For Cleveland
The thing about Cleveland is it was only mine for seven years. That’s as long as I lived there. But it’s the first city that really felt like mine; the first city that saw me moving across the country, knowing no one, and beginning to build a life for myself. It’s also the first city I ever lived in that had an NBA team. So, in a way, the Cavaliers were probably destined to be mine, too.
I was surprised during these finals how many people didn’t think that the Cavs would win. Very nearly everyone predicted a Warriors repeat. I confess being down 3-1 was a bit foreboding. I myself was in Cleveland for game 4. Oakland is a lot closer, but I flew my Californian ass to Cleveland and cheered my heart out along with 20,561 others; 20,561 others who left Quicken Loans arena probably just as discouraged as I was. But the thing is, it wasn’t over. And just before getting on a plane and winging my way back west, I said to someone, “All we have to do is win three in a row.” And I was being sincere, in that, taken one game at a time, I didn’t see how it wasn’t possible. Even probable. Them boys were on a mission. To me it seemed so obvious that they wanted it more than Golden State. They wanted it for Cleveland.

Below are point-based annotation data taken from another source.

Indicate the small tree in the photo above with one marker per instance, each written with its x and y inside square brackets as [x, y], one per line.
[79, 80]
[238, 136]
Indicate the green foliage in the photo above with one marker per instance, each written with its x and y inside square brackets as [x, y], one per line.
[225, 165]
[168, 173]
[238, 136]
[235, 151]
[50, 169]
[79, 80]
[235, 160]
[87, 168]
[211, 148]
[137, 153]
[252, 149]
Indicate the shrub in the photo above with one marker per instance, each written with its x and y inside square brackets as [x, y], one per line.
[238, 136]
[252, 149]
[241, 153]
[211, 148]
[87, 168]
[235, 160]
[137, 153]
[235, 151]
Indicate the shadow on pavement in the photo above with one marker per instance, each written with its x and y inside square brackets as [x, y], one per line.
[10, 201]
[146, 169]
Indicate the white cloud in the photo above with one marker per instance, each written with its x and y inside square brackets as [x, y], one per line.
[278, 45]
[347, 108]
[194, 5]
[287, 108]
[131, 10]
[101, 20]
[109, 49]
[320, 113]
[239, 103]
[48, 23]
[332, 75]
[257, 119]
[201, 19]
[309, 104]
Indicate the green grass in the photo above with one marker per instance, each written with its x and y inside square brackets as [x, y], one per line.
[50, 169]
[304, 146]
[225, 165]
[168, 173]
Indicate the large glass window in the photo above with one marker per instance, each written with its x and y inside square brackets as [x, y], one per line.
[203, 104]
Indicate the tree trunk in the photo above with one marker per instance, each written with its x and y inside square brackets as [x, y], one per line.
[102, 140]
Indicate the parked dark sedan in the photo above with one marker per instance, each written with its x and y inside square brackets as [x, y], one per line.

I’ve run into some who can’t root for Cleveland because of the seeming fickleness of the fans. The fact that we loved LeBron, hated him, and then loved him again. As a person who lived in Cleveland for the best of the LeBron years, the years he played for Miami, and then was still living there when he made the decision to return, I can assure you that it was certainly a fascinating fandom flip-flop. But it’s really not that hard to understand. We were hurt, indescribably so. “The Decision” was a lousy way for a star athlete to make such an announcement. But if you read the essay LeBron wrote that accompanied his decision to return to Cleveland, he addresses the folly of “The Decision,” and explains why coming home and bringing a championship to Cleveland was, he’d realized, more important. Hurt as we were, you couldn’t read that essay without feeling not only that you were witnessing growth, but also sincerity. So is it any wonder that when I heard the news—while in the dressing room of the Anthropologie store on Chagrin Blvd.—I broke into a smile that wouldn’t go away? (Let me say, for the record, that I sometimes miss the low cost of living that allowed me to even shop at Anthropologie in the first place something fierce.)
I have wanted this for Cleveland for all of those seven years, and the two since I left as well. I realize that’s not nearly as long as many Cleveland fans; fans who have endured decades (or a lifetime) of their teams coming up short. But it’s long enough to feel a sense of satisfaction over last night’s win that goes beyond a mere victory or title. It’s long enough to have cried when that buzzer sounded. And it’s certainly long enough to be a Cleveland fan for always. Hats off to you, Believeland. You deserve it.